Gold standard dari diagnosis osteomyelitis adalah biopsi dengan kultur atau
sensitivitas. Suatu biopsi tidak hanya bermanfaat dalam menegakkan diagnosis, akan tetapi
juga berguna menentukan regimen antibiotik yang akan digunakan.
Penatalaksanaan Osteomielitis kronik
Pemberian antibiotik Osteomielitis kronis tidak dapat diobati dengan antibiotik
semata-mata Pemberian antibiotik ditujukan untuk:

Mencegah terjadinya penyebaran infeksi pada tulang sehat lainnya


Mengontrol eksaserbasi
Tindakan operatif Tindakan operatif dilakukan bila fase eksaserbasi akut telah
reda setelah pemberian dan pemayungan antibiotik yang adekuat.

Antibiotic yang digunakan spesifik sesuai hasil kultur yang didapat berikut regimen terapi
sesuai dengan mikroorganisme penyebab.

Operasi yang dilakukan bertujuan:

Mengeluarkan seluruh jaringan nekrotik, baik jaringan lunak maupun jaringan


tulang(sekuestrum) sampai ke jaringan sehat sekitarnya.Selanjutnya dilakukan

drainase dan irigasi secara kontinu selama beberapa hari. Adakalanya diperlukan

penanaman rantai antibiotik didalam bagian tulang yang infeksi


Sebagai dekompresi pada tulang dan memudahkan antibiotik mencapaisasaran dan
mencegah penyebaran osteomielitis lebih lanjut

Kegagalan pemberian antibiotik dapat disebabkan oleh :

Pemberian antibiotic yang tidak sesuai dengan mikroorganisme penyebab


Dosis tidak adekuat
Lama pemberian tidak cukup
Timbulnya resistensi
Kesalahan hasil biakan (laboratorium)
Antibiotic antagonis
Pemberian pengobatan supuratif yang buruk
Kesalahan diagnostic

Komplikasi
Komplikasi tersering adalah terus berlangsungnya infeksi dengan eksaserbasi akut.
Infeksi yang terus-menerus akan menyebabkan anemia, penurunan berat badan, kelemahan
dan amiloidosis. Osteomielitis kronik dapat menyebar ke organ-organ lain. Eksaserbasi akut
dapat dipersulit oleh efusi hebat ke dalam sendi di dekatnya atau oleh arhtritis purulenta.
Erosi terus-menerus dan kerusakan tulang yang progresif menyebabkan struktur tulang yang
kadang-kadang menyebabkan fraktur patologis. Sebelum penutupan epifiseal, osteomielitis
dapat menimbulkan pertumbuhan berlebihan dari tulang panjang akibat hiperemia kronis
pada lempeng pertumbuhan. Destruksi fokal dari suatu lempeng epifiseal dapat menimbulkan
pertumbuhan yang asimetrik.
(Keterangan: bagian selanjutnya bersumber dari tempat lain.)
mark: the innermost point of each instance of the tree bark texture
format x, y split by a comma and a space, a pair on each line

Jarang-jarang setelah terjadi drainase selama bertahun-tahun
pada jaringan yang terus-menerus terinfeksi timbul karsinoma sel skuamosa atau
fibrosarkoma.
Prognosis
Prognosisnya bermacam-macam tetapi secara nyata diperbaiki dengan diagnosis dini
dan terapi yang agresif. Pada osteomielitis kronis kemungkinan kekambuhan infeksi masih
besar. Ini biasanya disebabkan oleh tidak komplitnya pengeluaran semua daerah parut
jaringan lunak yang terinfeksi atau tulang nekrotik yang tidak terpisah.

SELULITIS
Definisi
Selulitis merupakan infeksi bakterial akut pada kulit. Infeksi yang terjadi menyebar ke
dalam hingga ke lapisan dermis dan sub kutis. Infeksi ini biasanya didahului luka atau trauma
dengan penyebab tersering Streptococcus beta hemolitikus dan Staphylococcus aureus. Pada
anak usia di bawah 2 tahun dapat disebabkan oleh Haemophilus influenza, keadaan anak akan
tampak sakit berat, sering disertai gangguan pernapasan bagian atas, dapat pula diikuti
bakterimia dan septikemia. Terdapat tanda-tanda peradangan lokal pada lokasi infeksi seperti
eritema, teraba hangat, dan nyeri serta terjadi limfangitis dan sering bergejala sistemik seperti
demam dan peningkatan hitungan sel darah putih. Selulitis yang mengalami supurasi disebut
flegmon, sedangkan bentuk selulitis superfisial yang mengenai pembuluh limfe yang
disebabkan oleh Streptokokus beta hemolitikus grup A disebut erisepelas. Tidak ada
perbedaan yang bersifat absolut antara selulitis dan erisepelas yang disebabkan oleh
Streptokokus. Sebagian besar kasus selulitis dapat sembuh dengan pengobatan antibiotik.
Infeksi dapat menjadi berat dan menyebabkan infeksi seluruh tubuh jika terlambat dalam
memberikan pengobatan.

Gambar 1: Anatomy of Skin and Soft Tissues and Different Types of Skin and Soft-Tissue
Infection
Etiologi
Penyebab selulitis paling sering pada orang dewasa adalah Staphylococcus aureus dan
Streptokokus beta hemolitikus grup A sedangkan penyebab selulitis pada anak adalah
Haemophilus influenza tipe b (Hib), Streptokokus beta hemolitikus grup A, dan
Staphylococcus aureus. Streptococcuss beta hemolitikus group B adalah penyebab yang
jarang pada selulitis. Selulitis pada orang dewasa imunokompeten banyak disebabkan oleh
Streptococcus pyogenes dan Staphylococcus aureus sedangkan pada ulkus diabetikum dan
ulkus dekubitus biasanya disebabkan oleh organisme campuran antara kokus gram positif dan
gram negatif aerob maupun anaerob. Bakteri mencapai dermis melalui jalur eksternal maupun
hematogen. Pada imunokompeten perlu ada kerusakan barrier kulit, sedangkan pada
imunokopromais lebih sering melalui aliran darah. Onset timbulnya penyakit ini pada semua
usia.
Tabel 1: Etiologi Soft Tissue Infection (STIs)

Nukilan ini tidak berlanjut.